Environnement

En Chine, les villages forteresses très écolos du Fujian

Classées au patrimoine mondial de l’humanité, les habitations collectives de l’ethnie Hakka, en Chine du Sud, mériteraient les meilleurs labels écologiques d’aujourd’hui. Mardi, 19 juillet

De Tim O’Neill

Au début, c’était un jeu. Combien de ces étranges édifices, pareils à des forteresses, pourrais- je compter de la fenêtre de ma voiture ? Ils étaient si grands qu’ils ressemblaient à des vaisseaux spatiaux posés dans la campagne du sud-est de la Chine. Apparemment, chaque village de la province du Fujian en possédait au moins un, ou deux, voire plus.

À Hekeng, village de plusieurs centaines d’habitants, j’ai ai dénombré treize. En mandarin, tu lou signifie « bâtiment en terre » – une définition sommaire qui décrit aussi bien un amphithéâtre qu’un cercle de pierre. Avec leurs hauts murs de couleur brune, leurs petites fenêtres aux derniers étages et, en général, une simple porte de bois à ferrures comme entrée, ces édifices rappellent l’architecture médiévale. Incapable de me contenter de les admirer de l’extérieur, je décidai de pénétrer dans tous les tulou que j’avais vus. Dans ces bâtiments de toutes formes, mais le plus souvent carrés ou circulaires, voici ce que j’ai découvert.

Tout d’abord, il faut préciser que leur dehors ne vous prépare en rien à leur intérieur. De majestueuses galeries en bois s’élèvent parfois sur quatre étages, entourant une cour baignée de lumière. Chaque étage, construit dans un bois sombre, aligne des pièces de taille identique ainsi qu’un couloir dont il fait le tour.

Dans la cour intérieure, ouverte, aux pavés inégaux, on trouve le plus souvent un ou deux puits et une petite niche décorée, réservée au culte des ancêtres.

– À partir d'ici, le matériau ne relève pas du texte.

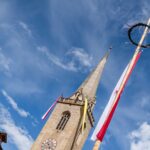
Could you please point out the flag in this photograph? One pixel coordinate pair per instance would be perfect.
(107, 115)
(84, 113)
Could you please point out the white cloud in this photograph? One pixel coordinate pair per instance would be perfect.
(84, 58)
(14, 105)
(4, 62)
(79, 58)
(17, 135)
(140, 138)
(57, 61)
(25, 27)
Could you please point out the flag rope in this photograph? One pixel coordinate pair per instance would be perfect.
(84, 113)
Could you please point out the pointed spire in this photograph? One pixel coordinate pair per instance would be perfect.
(90, 85)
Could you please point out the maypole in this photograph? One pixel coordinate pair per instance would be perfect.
(128, 72)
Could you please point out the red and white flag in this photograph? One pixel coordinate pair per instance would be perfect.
(107, 114)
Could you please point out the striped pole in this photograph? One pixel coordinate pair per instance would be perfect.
(135, 55)
(97, 145)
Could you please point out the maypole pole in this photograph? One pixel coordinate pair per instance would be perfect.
(137, 50)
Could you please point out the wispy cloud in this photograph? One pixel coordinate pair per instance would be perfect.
(4, 62)
(78, 58)
(26, 28)
(17, 135)
(82, 56)
(140, 138)
(14, 105)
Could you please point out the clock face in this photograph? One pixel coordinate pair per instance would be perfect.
(49, 144)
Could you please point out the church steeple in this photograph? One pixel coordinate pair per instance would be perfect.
(62, 131)
(90, 85)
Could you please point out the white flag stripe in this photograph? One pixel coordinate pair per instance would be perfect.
(108, 106)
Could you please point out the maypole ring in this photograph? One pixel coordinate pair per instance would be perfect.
(130, 31)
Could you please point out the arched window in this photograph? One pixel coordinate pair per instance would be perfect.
(63, 121)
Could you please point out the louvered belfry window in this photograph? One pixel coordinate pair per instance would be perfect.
(63, 121)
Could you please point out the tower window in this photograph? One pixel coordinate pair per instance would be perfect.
(63, 121)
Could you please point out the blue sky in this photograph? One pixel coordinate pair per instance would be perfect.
(49, 47)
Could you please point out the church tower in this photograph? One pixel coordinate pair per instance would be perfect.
(62, 131)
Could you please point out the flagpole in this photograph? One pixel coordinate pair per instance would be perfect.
(97, 145)
(137, 50)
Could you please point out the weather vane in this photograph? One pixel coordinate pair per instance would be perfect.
(138, 25)
(109, 110)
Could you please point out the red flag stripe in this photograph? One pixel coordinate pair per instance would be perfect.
(102, 131)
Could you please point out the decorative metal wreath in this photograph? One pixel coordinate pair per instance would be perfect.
(130, 31)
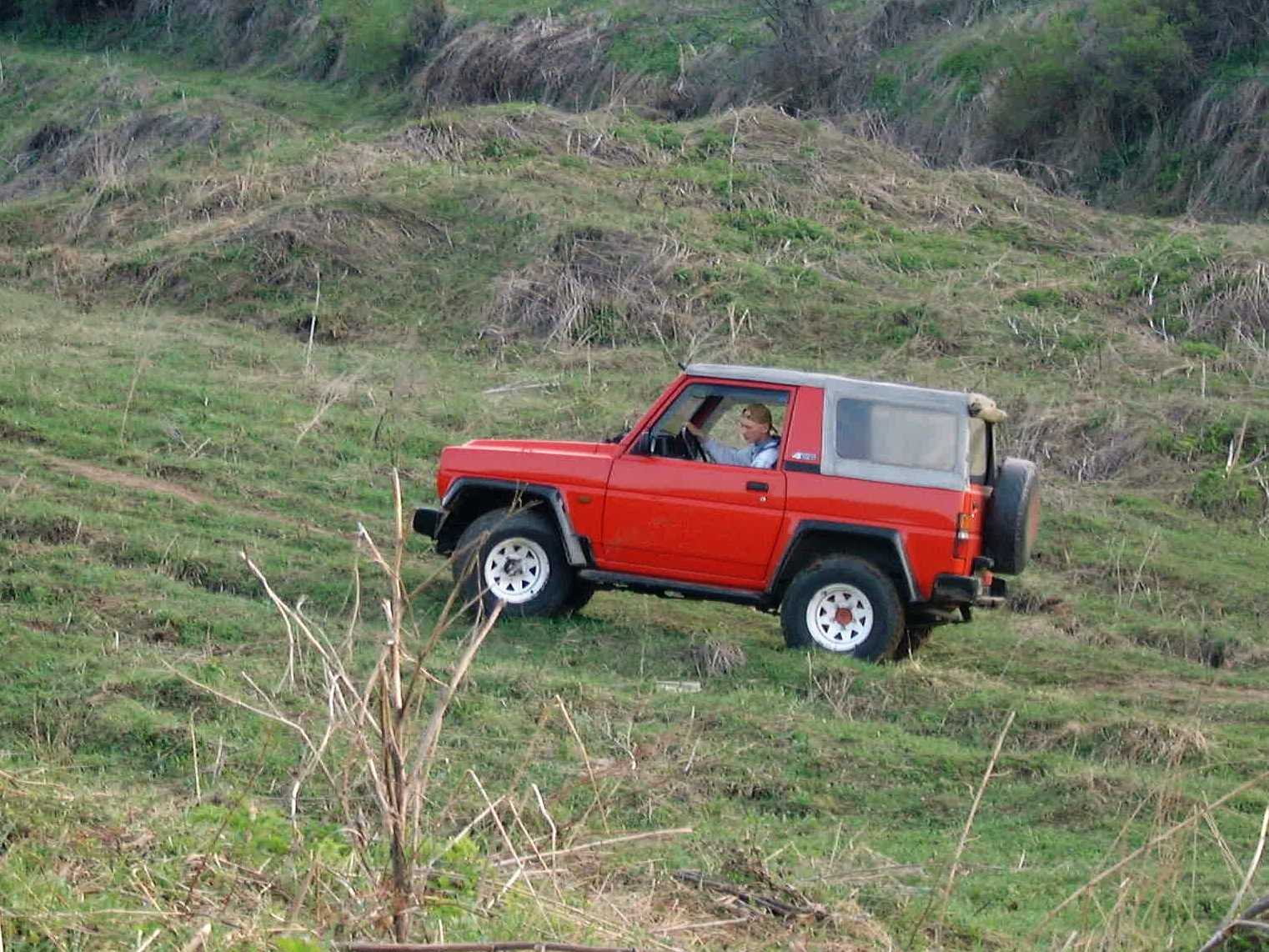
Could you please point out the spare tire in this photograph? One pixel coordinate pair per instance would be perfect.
(1013, 517)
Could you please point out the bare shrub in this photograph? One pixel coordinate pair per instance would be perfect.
(372, 740)
(1229, 303)
(603, 287)
(1235, 130)
(717, 659)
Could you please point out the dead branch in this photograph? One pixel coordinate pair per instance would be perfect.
(767, 904)
(479, 947)
(597, 844)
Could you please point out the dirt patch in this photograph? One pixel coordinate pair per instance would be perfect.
(16, 433)
(126, 480)
(58, 154)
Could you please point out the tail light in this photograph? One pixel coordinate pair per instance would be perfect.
(963, 522)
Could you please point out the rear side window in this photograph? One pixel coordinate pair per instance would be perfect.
(980, 449)
(892, 434)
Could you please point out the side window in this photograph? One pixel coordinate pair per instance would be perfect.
(980, 449)
(716, 409)
(891, 434)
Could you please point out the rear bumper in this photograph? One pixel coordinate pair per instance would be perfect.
(427, 521)
(969, 590)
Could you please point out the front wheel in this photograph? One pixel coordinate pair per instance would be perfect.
(513, 558)
(844, 606)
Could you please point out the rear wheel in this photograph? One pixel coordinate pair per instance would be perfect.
(517, 559)
(844, 606)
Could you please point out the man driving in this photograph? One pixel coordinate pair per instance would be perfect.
(761, 448)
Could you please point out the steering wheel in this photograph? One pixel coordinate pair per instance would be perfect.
(693, 443)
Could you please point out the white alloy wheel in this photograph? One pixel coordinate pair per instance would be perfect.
(517, 569)
(839, 617)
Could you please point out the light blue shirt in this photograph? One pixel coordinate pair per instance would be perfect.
(761, 454)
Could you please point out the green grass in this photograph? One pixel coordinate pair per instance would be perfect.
(160, 413)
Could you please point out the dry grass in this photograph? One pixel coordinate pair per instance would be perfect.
(563, 63)
(603, 287)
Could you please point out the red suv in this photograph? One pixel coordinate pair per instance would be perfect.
(887, 510)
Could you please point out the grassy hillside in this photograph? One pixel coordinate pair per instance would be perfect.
(1154, 106)
(168, 242)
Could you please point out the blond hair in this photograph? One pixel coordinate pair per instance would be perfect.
(758, 413)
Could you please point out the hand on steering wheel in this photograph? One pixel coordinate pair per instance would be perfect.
(695, 451)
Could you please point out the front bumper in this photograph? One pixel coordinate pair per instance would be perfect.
(427, 521)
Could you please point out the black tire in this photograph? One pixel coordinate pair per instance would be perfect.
(515, 558)
(1013, 517)
(873, 622)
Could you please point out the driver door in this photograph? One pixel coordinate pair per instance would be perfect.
(693, 521)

Il est difficile de ne pas tourner la tête dans tous les sens, émerveillé par la ronde vertigineuse des pièces, la vue du ciel et des montagnes, et l’audace d’un projet destiné à rassembler une communauté entière dans un immense bâtiment imprenable.

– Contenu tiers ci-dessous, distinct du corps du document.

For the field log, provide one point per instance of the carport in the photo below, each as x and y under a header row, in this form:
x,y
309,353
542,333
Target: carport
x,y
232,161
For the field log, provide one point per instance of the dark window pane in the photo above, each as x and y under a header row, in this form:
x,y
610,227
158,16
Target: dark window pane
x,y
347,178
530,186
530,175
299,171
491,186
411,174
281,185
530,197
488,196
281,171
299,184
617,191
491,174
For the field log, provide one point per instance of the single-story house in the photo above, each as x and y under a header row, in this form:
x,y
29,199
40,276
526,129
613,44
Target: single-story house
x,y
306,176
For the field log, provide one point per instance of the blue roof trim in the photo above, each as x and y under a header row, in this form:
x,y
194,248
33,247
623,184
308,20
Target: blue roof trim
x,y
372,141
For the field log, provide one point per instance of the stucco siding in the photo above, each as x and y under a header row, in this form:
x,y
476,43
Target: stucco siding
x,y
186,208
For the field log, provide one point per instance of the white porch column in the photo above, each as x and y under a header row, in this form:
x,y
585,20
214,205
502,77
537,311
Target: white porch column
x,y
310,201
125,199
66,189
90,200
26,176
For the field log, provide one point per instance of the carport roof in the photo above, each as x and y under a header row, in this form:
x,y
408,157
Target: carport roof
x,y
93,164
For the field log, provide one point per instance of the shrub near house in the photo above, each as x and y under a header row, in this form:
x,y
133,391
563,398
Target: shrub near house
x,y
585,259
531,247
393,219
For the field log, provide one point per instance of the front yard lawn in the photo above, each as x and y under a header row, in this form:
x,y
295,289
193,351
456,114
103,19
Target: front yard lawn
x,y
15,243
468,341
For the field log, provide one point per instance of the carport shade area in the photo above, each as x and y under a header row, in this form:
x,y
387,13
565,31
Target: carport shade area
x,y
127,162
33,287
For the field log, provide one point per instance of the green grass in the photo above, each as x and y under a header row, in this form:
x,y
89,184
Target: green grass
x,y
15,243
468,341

Bien que certains disent que les tulou sont plus anciens, le premier recensé date de 1558, selon Huang Hanmin, un architecte qui a produit une abondante littérature sur le sujet. La construction de ce bâtiment a coïncidé avec une période d’affrontements territoriaux entre les populations autochtones et les clans du peuple hakka, qui avaient émigré des plaines septentrionales de Chine.

« Dès le début, la principale fonction des tulou a été d’assurer la sécurité des habitants », explique Huang. Pour repousser les menaces, les constructeurs ont choisi de bâtir les murs en pisé, un mélange d’argile, de calcaire et de sable qui, une fois séché, est dur comme du béton. Une bonne partie des murs faisaient au moins 1,5 m d’épaisseur, leur permettant de résister aux boulets, aux flèches enflammées, aux coups de bélier et aux tremblements de terre occasionnels.

En raison de la croissance démographique et des bouleversements liés à la révolution communiste de 1949, dont les Hakka étaient de fervents partisans, la construction des tulou s’est poursuivie au XXe siècle. À Hekeng, les treize tulou ont été construits entre les années 1550 et 1970.

À l’intérieur du Dongsheng (« Orient Levant ») Lou, achevé en 1961, la seule différence architecturale que j’ai remarquée par rapport aux tulou plus anciens est la superficie légèrement supérieure des pièces, même si elles sont à peine assez grandes pour accueillir un lit double. C’est à Hekeng que j’ai rencontré un planteur de thé, Zhang, qui m’a appris que son père ingénieur avait supervisé la construction de Dongsheng Lou. Chaque étage, soutenu par d’épais piliers et comportant vingt-deux chambres, a nécessité un an de travaux. Je lui ai demandé s’il pensait qu’un nouveau tulou pourrait sortir de terre.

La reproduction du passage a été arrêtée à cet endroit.